In recent years, the development of machine learning algorithm provides a 'shortcut' for Buchwald-Hartwig (Buhward-Hartwig) amination reaction to search for proper reaction substrates and reaction conditions. The method becomes a scientific research component in a plurality of disciplines, brings new opportunities for the development of organic chemistry, and realizes the prediction of the activation performance, the chemical reaction performance, the compound property and the like of the catalyst. The information in the chemical system is screened or coded to form a certain expression mode of chemical information, namely a descriptor, so that the research on the chemical field can be converted into a data processing process, and the dependence on personnel is reduced on a certain program. The machine learning method can be used for mining the correlation of mass experimental data generated in a chemical experiment, helping chemists to make reasonable analysis and prediction and greatly accelerating the chemical research and development process.
Disclosure of Invention
In order to solve the problems of the prior art and insufficient available data, the invention aims to provide an intelligent chemical reaction yield prediction and analysis method based on XGboost in a small sample environment, and the intelligent chemical reaction yield prediction and analysis method can automatically and efficiently perform intelligent prediction and analysis on the chemical reaction yield by combining three-dimensional chemical structure information, and is convenient for subsequent researches of related researchers; the whole model is short in training time, high in identification accuracy and good in robustness.

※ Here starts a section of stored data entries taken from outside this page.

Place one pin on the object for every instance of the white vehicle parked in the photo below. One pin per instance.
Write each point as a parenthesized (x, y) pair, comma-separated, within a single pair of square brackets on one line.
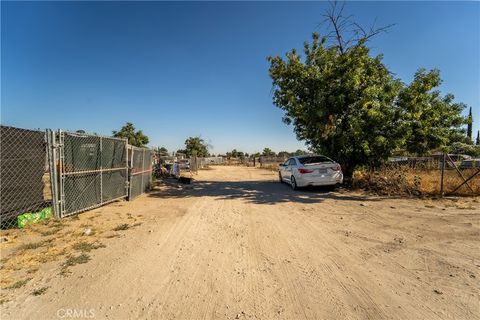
[(303, 171)]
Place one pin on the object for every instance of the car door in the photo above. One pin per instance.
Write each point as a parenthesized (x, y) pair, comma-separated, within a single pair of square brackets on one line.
[(284, 170), (289, 168)]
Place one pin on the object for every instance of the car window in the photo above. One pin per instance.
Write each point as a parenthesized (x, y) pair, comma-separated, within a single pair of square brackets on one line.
[(315, 159)]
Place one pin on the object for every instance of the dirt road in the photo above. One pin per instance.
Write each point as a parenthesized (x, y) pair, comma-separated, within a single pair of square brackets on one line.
[(240, 245)]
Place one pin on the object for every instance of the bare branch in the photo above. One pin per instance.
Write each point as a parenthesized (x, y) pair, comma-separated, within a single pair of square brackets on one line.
[(343, 31)]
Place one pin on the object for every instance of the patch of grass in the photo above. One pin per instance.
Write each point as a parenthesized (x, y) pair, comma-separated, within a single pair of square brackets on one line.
[(115, 235), (87, 247), (39, 291), (120, 227), (18, 284), (71, 261), (50, 232), (31, 245)]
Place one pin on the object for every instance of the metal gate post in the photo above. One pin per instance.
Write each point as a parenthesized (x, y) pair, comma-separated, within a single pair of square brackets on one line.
[(101, 171), (443, 171), (61, 169), (52, 166), (127, 176), (143, 169)]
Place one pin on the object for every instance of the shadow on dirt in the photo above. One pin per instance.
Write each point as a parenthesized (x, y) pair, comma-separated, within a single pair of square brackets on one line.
[(259, 192)]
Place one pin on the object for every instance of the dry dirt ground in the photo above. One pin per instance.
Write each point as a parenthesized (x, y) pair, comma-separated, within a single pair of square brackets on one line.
[(237, 244)]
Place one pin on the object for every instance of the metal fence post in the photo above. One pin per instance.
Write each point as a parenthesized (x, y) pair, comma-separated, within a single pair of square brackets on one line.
[(443, 172), (101, 171), (128, 183), (52, 165), (61, 169)]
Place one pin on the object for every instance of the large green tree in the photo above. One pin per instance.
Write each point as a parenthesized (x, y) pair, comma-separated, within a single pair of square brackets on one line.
[(267, 152), (135, 138), (196, 146), (430, 120), (345, 103)]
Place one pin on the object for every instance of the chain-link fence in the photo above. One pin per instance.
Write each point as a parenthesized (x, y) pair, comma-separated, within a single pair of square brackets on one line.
[(24, 177), (140, 163), (92, 171), (66, 173), (196, 163)]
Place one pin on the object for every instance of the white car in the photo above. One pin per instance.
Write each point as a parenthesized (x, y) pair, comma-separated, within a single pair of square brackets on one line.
[(303, 171)]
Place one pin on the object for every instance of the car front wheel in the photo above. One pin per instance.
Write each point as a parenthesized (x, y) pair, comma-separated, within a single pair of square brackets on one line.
[(293, 183)]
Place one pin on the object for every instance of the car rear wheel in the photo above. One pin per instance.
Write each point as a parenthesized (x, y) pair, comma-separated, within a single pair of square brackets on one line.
[(293, 183)]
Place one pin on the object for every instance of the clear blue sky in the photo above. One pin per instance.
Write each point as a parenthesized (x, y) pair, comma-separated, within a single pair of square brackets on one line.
[(199, 68)]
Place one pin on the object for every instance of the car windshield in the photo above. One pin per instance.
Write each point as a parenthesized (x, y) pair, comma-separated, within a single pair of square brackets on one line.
[(315, 159)]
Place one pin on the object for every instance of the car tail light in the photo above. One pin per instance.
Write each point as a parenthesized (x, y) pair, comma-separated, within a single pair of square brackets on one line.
[(303, 171)]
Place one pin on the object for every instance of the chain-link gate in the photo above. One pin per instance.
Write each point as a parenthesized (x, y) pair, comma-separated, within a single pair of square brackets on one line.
[(92, 171), (24, 178), (140, 160)]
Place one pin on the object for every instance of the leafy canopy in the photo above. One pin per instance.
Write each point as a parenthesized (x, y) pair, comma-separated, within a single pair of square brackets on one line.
[(135, 138), (346, 104), (196, 146)]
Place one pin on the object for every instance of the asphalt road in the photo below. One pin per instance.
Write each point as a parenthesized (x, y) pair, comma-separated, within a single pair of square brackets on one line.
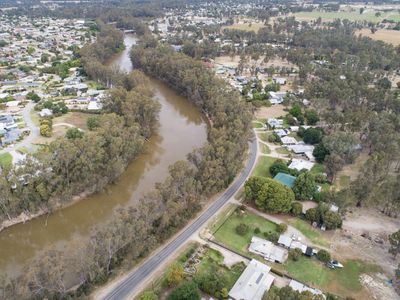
[(134, 278)]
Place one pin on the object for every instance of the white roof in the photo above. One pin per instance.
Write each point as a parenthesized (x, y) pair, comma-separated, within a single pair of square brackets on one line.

In order to achieve the purpose, the invention adopts the technical scheme that:
the XGboost-based chemical reaction yield intelligent prediction and analysis method in a small sample environment comprises data acquisition, intelligent prediction and result analysis of a three-dimensional descriptor;
the data acquisition of the three-dimensional descriptor is realized by converting a drawn two-dimensional structure diagram of a related chemical structure into a three-dimensional structure diagram and then calculating the descriptor of the three-dimensional structure by using related software;
the intelligent prediction of the three-dimensional descriptor is to train and predict the obtained three-dimensional descriptor through a gradient lifting tree model XGboost; a grid search method is embedded in the algorithm, possible values of a plurality of parameters are arranged and combined, and the optimal parameters are selected according to model prediction results;
analyzing the result of the three-dimensional descriptor, namely analyzing the output of the intelligent prediction module; the method comprises the steps of yield prediction result analysis, reaction condition analysis corresponding to yield and three-dimensional descriptor feature importance analysis.
The data acquisition of the three-dimensional descriptor specifically comprises the following steps:
(1.1) arranging and combining all variables in Buchwald-Hartwig amination reaction according to a certain sequence, and drawing a two-dimensional structure diagram of each combination;
(1.2) converting each combination of the drawn two-dimensional structure diagram into a three-dimensional structure diagram combination under the conditions that a certain reactant or reaction condition is taken as a variable and the rest is a quantitative small sample, and storing a file;
(1.3) calculating and outputting the three-dimensional structure descriptor of the file saved in the step (1.2) by using related software, so as to keep the structure information and the plane information of the organic compound;
and (1.4) summarizing the three-dimensional structure descriptors of all reaction combinations obtained through calculation, dividing the three-dimensional structure descriptors into a training set and a testing set, and corresponding the three-dimensional structure descriptors to corresponding reaction yields.
The intelligent prediction of the three-dimensional descriptor specifically comprises the following steps:
(2.1) importing the training set and test set data obtained in the step (1.4) into an XGboost algorithm, arranging and combining possible values of a plurality of parameters in the XGboost algorithm by using a grid search method, outputting a prediction result and a corresponding parameter value by calculating a loss function value of each iteration in the XGboost algorithm until the loss function value converges to the minimum or a certain number of times, and finally selecting a parameter corresponding to the best prediction result and storing a model;
(2.2) performing out-of-sample prediction to prove the effectiveness of the model; and the model selected by the invention can predict the chemical reaction yield in a small sample environment, and determine the combination of reactants and reaction conditions to provide the reaction combination corresponding to the highest yield.
The result analysis of the three-dimensional descriptor specifically includes:
after sample internal and external prediction is carried out, calculating through an XGboost algorithm to obtain importance ranking of the three-dimensional descriptors; and finding main descriptors influencing the reaction yield through the importance ranking of the descriptors, mining internal rules and analyzing the internal rules.
Wherein, when the two-dimensional structure chart is drawn in the step (1.1), the reaction variables (including halide, ligand, substrate and additive) in Buchwald-Hartwig amination reaction are drawn in a permutation and combination mode, and the sequence of all reaction combinations is halide, ligand, substrate and additive; and using Spartan software to select the first one with halide as a variable and additive, substrate and ligand as quantitative quantities, and combining, wherein each group of reaction combination draws a two-dimensional structure diagram according to a certain sequence.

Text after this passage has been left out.